“This Budget belongs to ‘Aam Aadmi’. It belongs to the farmer, the
agriculturist, the entrepreneur and the investor. The opportunity is great. The
time is right. I have placed my faith in the hands of the people who, I know,
can be depended upon to rise to any occasion in national interest. I have
placed my faith in the collective conscience of the nation that can be touched
to scale undreamt of heights in the coming years.”
With these words, India's Finance Minister concluded the much-ballyhooed
annual Union Budget Speech.
While there are plenty of schemes and sops for farmer and agriculturists -
over $25 billion, about 10% of the budget, has been allocated to various
schemes for rural development - there’s not much that is enthusing for
entrepreneurs and investors. In his second budget after a conclusive election
victory, the Minister has continued to reward his party’s core constituency and
vote bank, not
necessarily in ways that would actually empower or ameliorate them.
The Minister said that disinvestment would allow people to participate in
the profits of public sector companies. The current program of disinvestment is
a misnomer - “monetization” would be a more accurate characterization. The
government proposes to sell minority stakes in public sector units to pay for
the social sector schemes believed
to
help the bottom of the pyramid. Privatization
and strategic sale of government-owned companies is what is actually beneficial
to the economy.
Loosening government-control over companies results in more efficient management
and lower prices for consumers, also freeing up capital for investment in
critical areas such as infrastructure. India
doesn’t need to borrow money from the World Bank to build roads. The raison
d’être for disinvestment is change in management control, which the Minister is
not achieving by monetizing minority stakes.
There are no bold pronouncements and no liberalization in this year's
Budget. All in all, it was devoid of vision and rather stale.
I don’t think India should be content with a GDP growth rate of 7% or 9%.
The country's true potential is at 12%-plus, for two reasons - India’s GDP
stands at about $1.2 trillion and we are starting from a low base. Secondly,
India’s demographic profile is also very amenable to support high-growth rates.
In fact, India has the best demographic profile among the BRIC
countries - over the next two decades, over 240 million people will join the
workforce, averaging nearly a million people every month for the next 20 years.
The Finance Minister and policy-makers in the Ministry have an affliction
for introducing cesses, additional duties and special excise taxes. Maybe they
should apply a special additional deflator of 3-4% to discount India's real GDP
growth rate - for a growth rate of 5-6% eminently qualifies as a recession
given the country's potential.
Short-sighted, politically-driven policy making year after year is holding
the country back. We saw glimpses of what is achievable when there were
reformist Prime Ministers at the helm, from 1991-1996 and 1998-2004. Without
those years of breakthrough liberalization, nobody would ever think of
classifying India as a world-power, and we’ve just scratched the surface.

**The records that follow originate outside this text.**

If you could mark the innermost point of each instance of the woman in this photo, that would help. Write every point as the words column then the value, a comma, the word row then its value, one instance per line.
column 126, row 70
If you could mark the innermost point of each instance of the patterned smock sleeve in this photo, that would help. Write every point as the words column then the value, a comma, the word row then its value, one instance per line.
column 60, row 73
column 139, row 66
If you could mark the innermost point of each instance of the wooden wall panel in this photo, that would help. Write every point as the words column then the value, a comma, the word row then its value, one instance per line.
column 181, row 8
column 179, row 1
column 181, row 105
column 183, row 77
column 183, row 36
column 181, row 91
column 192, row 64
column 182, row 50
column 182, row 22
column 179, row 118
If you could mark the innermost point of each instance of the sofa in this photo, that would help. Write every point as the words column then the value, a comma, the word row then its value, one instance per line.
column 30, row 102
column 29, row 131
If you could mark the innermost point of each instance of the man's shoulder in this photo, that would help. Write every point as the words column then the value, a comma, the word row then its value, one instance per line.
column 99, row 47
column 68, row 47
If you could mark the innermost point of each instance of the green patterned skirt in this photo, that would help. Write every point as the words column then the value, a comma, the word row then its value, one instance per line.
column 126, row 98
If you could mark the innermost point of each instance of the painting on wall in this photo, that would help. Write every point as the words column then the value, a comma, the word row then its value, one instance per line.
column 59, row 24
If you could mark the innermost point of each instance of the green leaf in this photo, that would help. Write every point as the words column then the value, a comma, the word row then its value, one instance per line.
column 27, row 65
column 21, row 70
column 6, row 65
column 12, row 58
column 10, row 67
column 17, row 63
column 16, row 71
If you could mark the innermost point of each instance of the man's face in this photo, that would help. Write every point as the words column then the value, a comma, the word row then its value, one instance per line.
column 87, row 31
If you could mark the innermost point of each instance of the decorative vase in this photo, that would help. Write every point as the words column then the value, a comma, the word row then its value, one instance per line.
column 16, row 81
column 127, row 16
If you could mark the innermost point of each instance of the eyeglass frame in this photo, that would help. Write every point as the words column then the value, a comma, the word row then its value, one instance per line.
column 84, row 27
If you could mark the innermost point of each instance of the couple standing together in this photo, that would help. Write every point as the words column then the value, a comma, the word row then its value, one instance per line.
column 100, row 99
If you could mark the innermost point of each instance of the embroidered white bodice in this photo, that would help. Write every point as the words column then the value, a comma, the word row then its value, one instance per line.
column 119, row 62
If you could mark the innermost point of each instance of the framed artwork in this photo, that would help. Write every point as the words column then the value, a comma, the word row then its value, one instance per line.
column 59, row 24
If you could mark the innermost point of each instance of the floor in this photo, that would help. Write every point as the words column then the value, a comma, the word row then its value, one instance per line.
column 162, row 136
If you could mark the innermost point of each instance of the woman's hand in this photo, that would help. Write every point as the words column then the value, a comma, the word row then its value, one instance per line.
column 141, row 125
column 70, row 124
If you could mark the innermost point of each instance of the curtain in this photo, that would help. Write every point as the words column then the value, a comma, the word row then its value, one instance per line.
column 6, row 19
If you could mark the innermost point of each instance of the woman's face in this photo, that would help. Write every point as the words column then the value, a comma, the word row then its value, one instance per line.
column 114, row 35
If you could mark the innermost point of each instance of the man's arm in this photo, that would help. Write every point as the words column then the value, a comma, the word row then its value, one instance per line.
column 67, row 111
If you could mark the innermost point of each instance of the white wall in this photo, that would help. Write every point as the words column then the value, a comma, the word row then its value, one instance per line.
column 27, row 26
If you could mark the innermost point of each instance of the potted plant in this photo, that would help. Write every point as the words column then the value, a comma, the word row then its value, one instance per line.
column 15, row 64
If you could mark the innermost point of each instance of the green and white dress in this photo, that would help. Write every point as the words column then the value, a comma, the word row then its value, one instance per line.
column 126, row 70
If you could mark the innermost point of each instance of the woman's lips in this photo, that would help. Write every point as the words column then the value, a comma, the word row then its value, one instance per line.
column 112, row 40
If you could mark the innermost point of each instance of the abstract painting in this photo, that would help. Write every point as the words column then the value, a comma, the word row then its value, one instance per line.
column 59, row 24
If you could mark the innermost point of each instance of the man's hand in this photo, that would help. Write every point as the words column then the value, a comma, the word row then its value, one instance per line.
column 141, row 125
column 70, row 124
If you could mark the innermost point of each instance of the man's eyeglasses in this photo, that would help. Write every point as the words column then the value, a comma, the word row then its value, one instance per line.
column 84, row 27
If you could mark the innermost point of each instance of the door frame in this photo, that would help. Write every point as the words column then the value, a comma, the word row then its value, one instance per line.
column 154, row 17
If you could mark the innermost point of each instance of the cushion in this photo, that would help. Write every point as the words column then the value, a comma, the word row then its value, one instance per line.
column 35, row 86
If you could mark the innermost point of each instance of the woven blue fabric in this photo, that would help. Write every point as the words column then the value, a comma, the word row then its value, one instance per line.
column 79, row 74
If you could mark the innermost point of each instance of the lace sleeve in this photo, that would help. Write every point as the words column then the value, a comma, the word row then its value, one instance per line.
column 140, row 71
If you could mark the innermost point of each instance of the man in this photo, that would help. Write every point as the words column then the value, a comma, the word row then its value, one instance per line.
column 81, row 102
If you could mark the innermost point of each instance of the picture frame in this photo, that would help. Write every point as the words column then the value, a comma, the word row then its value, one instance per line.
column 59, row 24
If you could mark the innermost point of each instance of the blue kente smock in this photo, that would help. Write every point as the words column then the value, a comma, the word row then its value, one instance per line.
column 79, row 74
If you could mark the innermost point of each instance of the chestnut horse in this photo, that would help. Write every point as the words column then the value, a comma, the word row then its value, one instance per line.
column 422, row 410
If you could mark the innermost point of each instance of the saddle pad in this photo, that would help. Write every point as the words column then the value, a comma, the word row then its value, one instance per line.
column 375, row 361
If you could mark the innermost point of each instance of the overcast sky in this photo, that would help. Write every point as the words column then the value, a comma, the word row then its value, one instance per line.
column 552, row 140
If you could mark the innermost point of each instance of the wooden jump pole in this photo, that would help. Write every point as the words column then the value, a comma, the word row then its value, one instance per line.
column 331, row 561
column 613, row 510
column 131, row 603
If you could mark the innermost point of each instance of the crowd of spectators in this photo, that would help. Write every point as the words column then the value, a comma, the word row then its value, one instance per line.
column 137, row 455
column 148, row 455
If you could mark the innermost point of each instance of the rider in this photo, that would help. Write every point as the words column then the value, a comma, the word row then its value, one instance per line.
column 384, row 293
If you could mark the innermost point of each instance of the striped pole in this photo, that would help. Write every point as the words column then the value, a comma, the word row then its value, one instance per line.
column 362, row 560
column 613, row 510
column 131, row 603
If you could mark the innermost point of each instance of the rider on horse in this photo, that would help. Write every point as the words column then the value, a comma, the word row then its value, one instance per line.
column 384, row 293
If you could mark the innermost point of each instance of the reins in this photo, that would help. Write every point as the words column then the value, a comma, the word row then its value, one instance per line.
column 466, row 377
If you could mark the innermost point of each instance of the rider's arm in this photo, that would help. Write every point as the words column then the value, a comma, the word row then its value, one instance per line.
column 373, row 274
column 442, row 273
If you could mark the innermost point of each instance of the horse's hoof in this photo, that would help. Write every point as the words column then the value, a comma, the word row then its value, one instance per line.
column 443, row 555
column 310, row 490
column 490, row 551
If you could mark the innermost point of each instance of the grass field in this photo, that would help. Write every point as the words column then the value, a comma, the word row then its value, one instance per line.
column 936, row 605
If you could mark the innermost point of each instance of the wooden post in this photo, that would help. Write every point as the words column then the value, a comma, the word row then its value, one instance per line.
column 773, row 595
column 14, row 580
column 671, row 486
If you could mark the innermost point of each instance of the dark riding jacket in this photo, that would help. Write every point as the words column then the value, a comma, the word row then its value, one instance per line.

But this year’s budget did have some silver linings. There is a clear
political commitment to implementing a new direct and indirect tax code, which could
be a significant
step in taxation reform. The Minister also mentioned that foreign direct
investment in retail could be allowed soon, a measure that has been long
overdue.
Fiscal consolidation was the other major theme. The Government committed
itself to cut its fiscal deficit to 5.5% of GDP, though the underlying
assumptions for achieving that target include sustained global economic growth,
high revenue from and investor appetite for the equity monetization program in
state-owned companies and auction of 3G telecommunications licenses.
This was particularly welcome given the difficulty European and other
developed economies are facing in cutting deficits. India stands out in
embracing fiscal responsibility, and it is a very welcome signal to foreign
investors.
On a lighter note, the Minister exempted toy balloons from a central excise
duty, acknowledging the joy mothers feel when their children played with
balloons. He also reduced duties on corrugated carton boxes, latex rubber
threads and pepper among other items. Though the Minister started his speech
with a flourish, talking of how the Budget should be more than a mere statement
of accounts, that's now how the speech actually played out.
India's potential remains untapped, as its political masters toy with the
economy and important policy pronouncements.